To clear a status bit on a server the clear server command should be used.

$ maxadmin -pskysql clear server dbserver1 master

As soon as a manual method of control is available, using these maxadmin scripts, this provides a mechanism to also integrate with third party monitors or use any state change notification that exists within your cluster management software.

Using Galera Notify Command Option

The Galera Cluster provides a mechanism to have the cluster make a call to an external application whenever the cluster state changes, this can be utilised to have the Galera Cluster directly control MaxScale rather than have MaxScale monitor the status of the Galera Cluster and responded to the monitored state values. This approach has the advantage that MaxScale will be informed immediately of a state change within the Galera Cluster, however the disadvantage of this mechanism is that at least one node in the cluster must be running in order to trigger the notification process.

The wsrep_notify_cmd option in the Galera Cluster can be used to define the name of an application or script that is called when the status of the node changes or the membership of the cluster changes. This script is called with a number of parameters that need to be parsed in order to determine what has happened in the cluster. At the simplest level this can be used to set to status of the node on which it is executed. When the status of the current node changes the wsrep_notify_cmd is called with the –status= argument.

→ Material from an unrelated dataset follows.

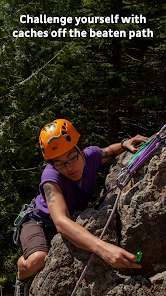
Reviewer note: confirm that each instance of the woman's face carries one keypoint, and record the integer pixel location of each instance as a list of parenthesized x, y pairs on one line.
[(72, 170)]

A very simple script might be


#!/bin/sh

while [ $# -gt 0 ] do
    case $1 in
    --status)
        STATUS=$2
        shift
        ;;
    esac
    shift
done

if [ "$STATUS" == "Undefined" ]
then
    maxadmin -p$PASSWD clear server $SERVER synced
    maxadmin -p$PASSWD clear server $SERVER running
else
    case $STATUS in 
    Joiner)
        maxadmin -p$PASSWD set server $SERVER running
        maxadmin -p$PASSWD clear server $SERVER synced
        ;;
    Donor)
        maxadmin -p$PASSWD set server $SERVER running
        maxadmin -p$PASSWD set server $SERVER synced
        ;;
    Joined)
        maxadmin -p$PASSWD set server $SERVER running
        maxadmin -p$PASSWD clear server $SERVER synced
        ;;
    Synced)
        maxadmin -p$PASSWD set server $SERVER running
        maxadmin -p$PASSWD set server $SERVER synced
        ;;
    Error/
        maxadmin -p$PASSWD clear server $SERVER running
        maxadmin -p$PASSWD clear server $SERVER synced
        ;;
    esac
fi

Note the the above script will marked a server as running and joined to the cluster is the Galera status says that it is either a fully synchronised node or it is a donor node, this differs from the default Galera Monitor plugin in that the plugin will remove the donor node from consideration for traffic to be routed to it.

In order to make this script useful two more things must be done, the variable PASSWD should be set to the password of the admin user for admin and the variable SERVER should be set to the name by which this server is known in the MaxScale configuration file.

Other Notification Methods

Although the above example is based around the Galera wsrep_notify_cmd mechanism the principles still hold for other environments, for example the MHA scripts can be enhanced in order to allow MHA to control the server status bits if replication clusters. The MonYog http based API can be used such that when MonYog monitors the change of state of a node it will make an API call to an HTTP server which will execute the set of maxadmin commands needed to reflect the monitored change without MaxScale. This style of manual (or external) control of MaxScale could also be integrated into pacemaker resource agents in order to synchronise the changes to the database with the changes in MaxScale.